進捗状況 (2023年7~9月)
不適正盛土の監視
〇技術検証の実施
昨年度の技術検証に引き続き、衛星データの解析による切盛土作業の検出性能についての更なる検証を行いました。
〇技術検証に用いた解析手法
検証には、SAR衛星画像・光学衛星画像という特徴の異なる2種類の衛星画像を利用しました。
(1)SAR衛星画像を用いた解析
SAR衛星画像を用いた主な地表面の解析手法には、差分強度解析と差分コヒーレンス解析の2種類があります。今回は、分解能が3m*1である、JAXAのALOS-2のデータを使用しました。

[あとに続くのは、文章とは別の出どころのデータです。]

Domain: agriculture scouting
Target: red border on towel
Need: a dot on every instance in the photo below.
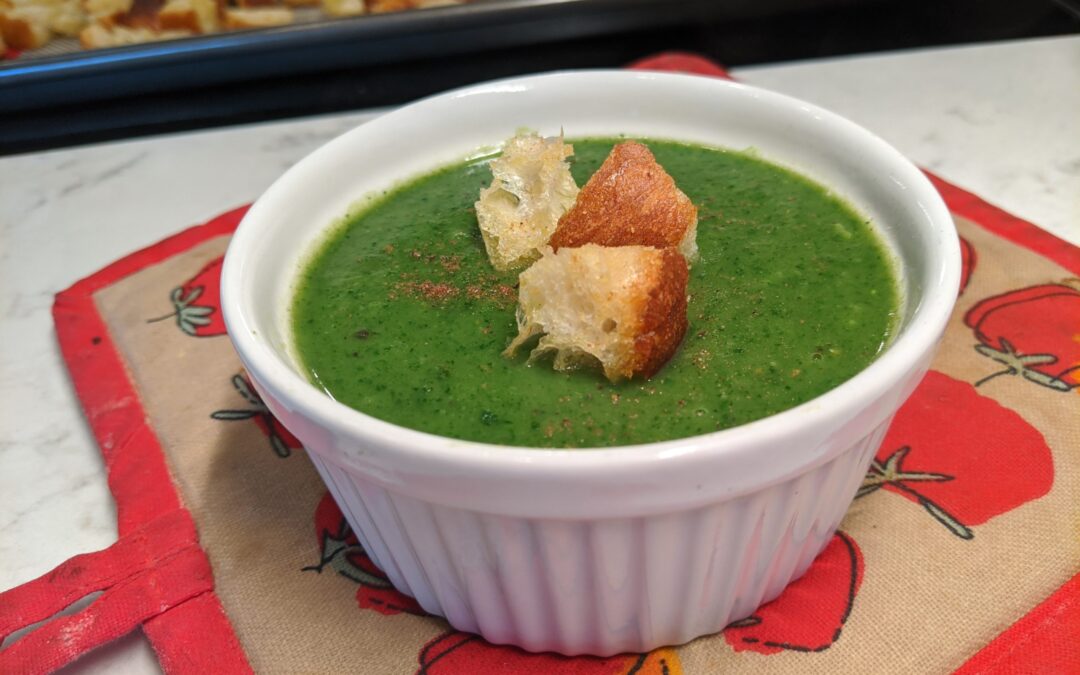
(194, 635)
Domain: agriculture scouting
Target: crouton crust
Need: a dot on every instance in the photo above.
(624, 307)
(630, 200)
(662, 314)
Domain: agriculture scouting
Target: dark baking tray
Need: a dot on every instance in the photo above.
(96, 75)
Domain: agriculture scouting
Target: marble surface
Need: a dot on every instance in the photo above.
(997, 119)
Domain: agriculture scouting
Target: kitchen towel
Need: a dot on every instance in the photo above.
(960, 552)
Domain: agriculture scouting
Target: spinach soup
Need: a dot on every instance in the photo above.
(400, 314)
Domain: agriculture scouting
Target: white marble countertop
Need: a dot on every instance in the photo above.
(998, 119)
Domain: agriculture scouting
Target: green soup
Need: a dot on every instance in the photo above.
(399, 314)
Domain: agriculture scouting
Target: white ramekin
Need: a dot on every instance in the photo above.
(596, 551)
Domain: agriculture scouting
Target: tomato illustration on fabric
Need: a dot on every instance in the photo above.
(340, 551)
(463, 653)
(961, 456)
(1034, 333)
(810, 613)
(968, 260)
(197, 304)
(281, 441)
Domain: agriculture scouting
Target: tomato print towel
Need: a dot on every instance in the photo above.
(960, 551)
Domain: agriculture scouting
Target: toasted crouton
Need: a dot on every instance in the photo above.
(381, 7)
(106, 10)
(68, 17)
(343, 8)
(193, 15)
(261, 17)
(630, 200)
(100, 36)
(530, 190)
(623, 306)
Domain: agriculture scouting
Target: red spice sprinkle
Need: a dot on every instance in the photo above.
(430, 291)
(450, 264)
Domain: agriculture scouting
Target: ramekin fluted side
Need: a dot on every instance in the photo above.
(602, 586)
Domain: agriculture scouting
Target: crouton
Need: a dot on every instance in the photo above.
(623, 306)
(193, 15)
(530, 190)
(630, 200)
(106, 10)
(68, 17)
(343, 8)
(26, 27)
(261, 17)
(100, 36)
(381, 7)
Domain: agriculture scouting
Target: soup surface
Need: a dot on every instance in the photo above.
(399, 313)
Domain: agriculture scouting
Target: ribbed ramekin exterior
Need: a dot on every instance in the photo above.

(参考)一般財団法人 リモートセンシング技術センター ホームページ
https://www.restec.or.jp/satellite/alos-2.html
*1 地球観測衛星に搭載されたセンサが、地上の物体をどれくらいの大きさまで見分けることができるかを示すもので、センサの1画素あたりの地上投影サイズ
ア 差分強度解析
二時期間のSAR衛星画像を比較し、地表から反射された電磁波の強度の変化を把握する手法です。今回の解析では、前時期の強度に対して後時期の強度が弱まった箇所は画像上で赤色に、強度が強まった箇所は青色に着色されます。強度は、地表面の被覆状態に応じて変化します。
イ 差分コヒーレンス解析
二時期間のSAR画像のコヒーレンス(波長の干渉のしやすさ)を把握する手法です。地表面の被覆状態に変化がない場合はコヒーレンスが高くなり、何らかの変化が生じている場合は低くなります。コヒーレンスが低下した範囲を検出することによって、地表面の被覆状態の変化箇所を把握することができます。
(2)光学衛星画像を用いた解析
光学衛星画像は、可視光線領域の電磁波を取得するものであるため、航空写真のように取り扱うことができます。AIを用いた解析や、植生指標(NDVI)を用いた解析なども考えられますが、本技術検証では、まず、目視判読の可否を確認しました。今回は、分解能が0.5mのPleiades、1.5mのSPOT6/7(いずれもAirbus DS社)のデータを使用しました。
〇技術検証の内容と結果
検証サイトにおける切盛土箇所について、各手法での判読が可能かを検証しました。
検証により、技術的に検出不可能となる場合があるものの、SAR衛星画像では概ね3,000㎡以上、光学衛星画像では概ね500㎡以上の切盛土箇所を検知することが可能という結果を得ました。SAR衛星画像の差分コヒーレンス解析では、差分強度解析と比べて、検出できた箇所が多かったものの、切盛土箇所以外も検出してしまう傾向がありました。
今後の取組(2023年10~12月)
不適正盛土の監視
〇 試行運用の実施
今後、技術検証の結果を踏まえ、多摩地域を対象に盛土箇所の検知を行う、試行運用を進めます。技術検証の結果を踏まえると、切盛土箇所以外を検知してしまう可能性が想定されるため、試行運用を通じて、効果的に絞り込みを行うための手法などを検討していきます。